Du côté de La République en marche, on enregistre une progression notable des suffrages exprimés (+ 8,9 points de pourcentage) qui correspond clairement à la prime attribuée au vainqueur de la présidentielle, à la fois par démobilisation des vaincus et plus largement par un désir de cohérence politique exprimé par l’électorat.
Les coefficients de corrélation des forces politiques entre elles (tableau 4) permettent d’apprécier leurs capacités de reproduction d’une élection à l’autre : plus ce coefficient est élevé, plus la force politique considérée se reproduit avec les mêmes structures politiques.
Tableau 4 – Coefficients de corrélation des forces politiques
aux législatives 2017 avec les mêmes forces
politiques aux législatives de 2012 et à la présidentielle de 2017
Deux forces politiques font preuve de capacités de reproduction élevées : le Front de gauche (ou le total France insoumise + Parti communiste) : 0,78 et 0,84 et plus encore le Front national : 0,89 et 0,92. En revanche le Parti socialiste et ses alliés sont plus faiblement corrélés d’une élection législative à l’autre (0,62) et moins encore avec le vote en faveur de Benoît Hamon (0,53) signe clair d’une déstructuration du vote socialiste. À l’inverse, il est frappant de constater que, malgré sa nouveauté, le vote en faveur des candidats de La République en marche, lors des élections législatives, est fortement corrélé au vote en faveur d’Emmanuel Macron à l’élection présidentielle (0,74).
Les échanges entre forces politiques peuvent s’apprécier selon deux méthodes : soit au niveau des flux électoraux, c’est-à-dire en mesurant d’éventuelles corrélations entre les évolutions des forces politiques, soit au niveau individuel en considérant les résultats de sondages.
La première méthode permet, par exemple, de calculer les relations entre les pertes du Parti socialiste ou de la droite modérée et les gains de La République en marche. De fait on observe que :
- la corrélation entre pertes du PS et alliés de 2012 à 2017 et score de La République en marche est de -.36
- et que la corrélation entre pertes de la droite modérée de 2012 à 2017 et scores de La République en marche est de -.56.
Le tableau 5 illustre les résultats obtenus avec la seconde méthode, c’est-à-dire en considérant les votes déclarés par les électeurs dans une enquête électorale.
Tableau 5 – Flux électoraux des élections régionales de 2015
aux élections législatives de 2017, N = 11 089

L’évasion des électeurs socialistes et écologistes vers le vote en faveur de La République en marche est massive puisque 47 % des électeurs socialistes de 2015 lors des élections régionales de 20152 et 21 % des écologistes déclarent avoir voté en faveur de La République en marche lors des élections législatives de 2017. À droite les pertes sont aussi considérables : 36 %.
Sociologie des électorats et clivages idéologiques
Pour mieux caractériser les traits sociologiques et idéologiques des électorats de gauche comparés à celui de La République en marche, nous les avons analysés en fonction de la profession (tableau 6) et du revenu du foyer (tableau 7), puis selon leurs caractéristiques idéologiques (tableaux 8 et 9).
Les tableaux 6 et 7 témoignent qu’au-delà de son amenuisement, l’électorat du Parti socialiste perd toute spécificité sociologique au profit de La République en marche.
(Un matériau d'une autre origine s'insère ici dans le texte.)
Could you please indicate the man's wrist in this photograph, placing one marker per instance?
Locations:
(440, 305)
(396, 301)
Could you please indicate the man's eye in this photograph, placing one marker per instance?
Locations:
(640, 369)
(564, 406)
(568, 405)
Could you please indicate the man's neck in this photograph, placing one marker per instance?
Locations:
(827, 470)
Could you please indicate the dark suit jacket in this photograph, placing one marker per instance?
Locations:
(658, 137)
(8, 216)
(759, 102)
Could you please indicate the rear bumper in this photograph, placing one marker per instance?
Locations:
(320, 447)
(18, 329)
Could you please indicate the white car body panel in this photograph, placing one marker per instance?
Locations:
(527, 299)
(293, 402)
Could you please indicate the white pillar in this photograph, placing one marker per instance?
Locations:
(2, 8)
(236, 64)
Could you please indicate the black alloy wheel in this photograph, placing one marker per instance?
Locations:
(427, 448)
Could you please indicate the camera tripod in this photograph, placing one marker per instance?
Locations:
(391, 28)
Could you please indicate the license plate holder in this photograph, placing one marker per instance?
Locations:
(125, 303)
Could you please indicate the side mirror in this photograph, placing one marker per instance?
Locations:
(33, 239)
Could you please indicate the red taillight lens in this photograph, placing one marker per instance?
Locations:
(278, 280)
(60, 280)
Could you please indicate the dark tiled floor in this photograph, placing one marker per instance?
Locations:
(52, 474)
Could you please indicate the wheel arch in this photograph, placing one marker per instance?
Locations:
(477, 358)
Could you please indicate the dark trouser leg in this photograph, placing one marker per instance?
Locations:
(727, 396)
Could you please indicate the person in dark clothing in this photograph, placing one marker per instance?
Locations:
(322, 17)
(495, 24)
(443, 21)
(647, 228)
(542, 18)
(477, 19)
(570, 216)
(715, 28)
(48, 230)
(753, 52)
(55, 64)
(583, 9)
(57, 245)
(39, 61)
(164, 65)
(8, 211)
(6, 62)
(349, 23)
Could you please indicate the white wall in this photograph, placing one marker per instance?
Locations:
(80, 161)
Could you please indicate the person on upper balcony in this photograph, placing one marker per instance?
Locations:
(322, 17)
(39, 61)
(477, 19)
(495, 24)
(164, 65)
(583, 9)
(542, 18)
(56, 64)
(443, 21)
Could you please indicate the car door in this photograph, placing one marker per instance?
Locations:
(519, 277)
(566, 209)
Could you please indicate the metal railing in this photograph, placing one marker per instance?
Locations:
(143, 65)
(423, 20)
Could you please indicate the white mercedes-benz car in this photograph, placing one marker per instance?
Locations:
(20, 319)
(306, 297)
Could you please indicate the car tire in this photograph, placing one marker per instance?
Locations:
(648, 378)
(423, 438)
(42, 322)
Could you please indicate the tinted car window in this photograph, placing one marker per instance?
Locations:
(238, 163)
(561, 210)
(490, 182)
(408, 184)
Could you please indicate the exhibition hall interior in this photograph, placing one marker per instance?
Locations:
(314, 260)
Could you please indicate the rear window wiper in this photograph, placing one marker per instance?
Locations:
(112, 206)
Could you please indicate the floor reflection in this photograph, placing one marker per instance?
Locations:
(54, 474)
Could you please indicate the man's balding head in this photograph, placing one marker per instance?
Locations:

En effet, ces dernières années le Parti socialiste, ayant largement perdu le soutien des couches populaires, bénéficiait des faveurs des couches sociales privilégiées (cadres supérieurs, revenus élevés).
Tableau 6 – Vote aux élections législatives de 2017 selon la profession
de la personne de référence du foyer

Tableau 7 – Vote aux élections législatives de 2017
selon le revenu du foyer

Aujourd’hui c’est le vote en faveur de La République en marche qui bénéficie de ces mêmes appuis sociologiques.
Les deux tableaux 8 et 9 démontrent que le succès de LREM est dû pour partie à sa capacité de synthèse idéologique. On sait en effet que, depuis longtemps, deux dimensions idéologiques fondamentales se partagent l’électorat français : ce sont d’une part l’adhésion, ou non, au libéralisme économique (liberté de l’entreprise, éloge du marché, etc.) et le soutien ou non au libéralisme culturel (tolérance dans le domaine des mœurs, acceptation de l’étranger etc.). Ces deux dimensions permettent de situer une gauche plus hostile au libéralisme économique mais plus proche du libéralisme culturel et une droite présentant le schéma inverse : plus souvent en faveur du libéralisme économique, mais plus fréquemment opposée au libéralisme culturel.
Or, on observe que l’électorat de La République en marche réalise une sorte de compromis idéologique en se montrant : proche de la droite en termes de libéralisme économique (tableau 8), mais proche de la gauche en termes de libéralisme culturel (tableau 9). La revendication d’un mouvement se situant « et à droite et à gauche » trouve ici une confirmation concrète.
Tableau 8 – Opinions sur les entreprises selon le vote
aux élections législatives de 2017

Tableau 9 – Opinions sur l’immigration selon le vote
aux élections législatives de 2017

Un second tour atypique
Avec 56,4 %, l’abstention n’a jamais été aussi importante à un second tour de législatives. Le recul de la participation est de 5,4 % entre les deux tours. Double record depuis le début de la Ve République.
Compte tenu de l’abstention (51,3 % au premier tour) la nature des configurations a été très inhabituelle, par exemple quand on la compare avec celle des élections législatives de 2012. On compte en effet pour ce second tour :
- une seule triangulaire avec le FN contre 28 en 2012,
- 536 duels dont 10 seulement opposant la gauche et la droite traditionnelles contre 417 en 2012,
- 263 duels LREM contre LR,
- 128 duels LREM contre un candidat de gauche.
Le succès final des candidats de La République en marche est inscrit dans le tableau 10 qui présente le taux de succès des candidats de second tour selon leur appartenance politique.
Tableau 10 – Taux de réussite des candidats de second tour
Le maintien de quelques zones de force historiques permet au PC d’avoir un taux de succès élevé pour les douze candidats présents au second tour (83,3 %). À l’inverse des candidats de la France insoumise qui ne bénéficient pas du même capital historique (26,2 %). Au total les taux de réussite du Parti socialiste et de ses alliés et de la droite modérée sont d’un même ordre de grandeur (respectivement 46,5 et 43,1) mais ils sont bien inférieurs à celui de La République en marche : 67,9.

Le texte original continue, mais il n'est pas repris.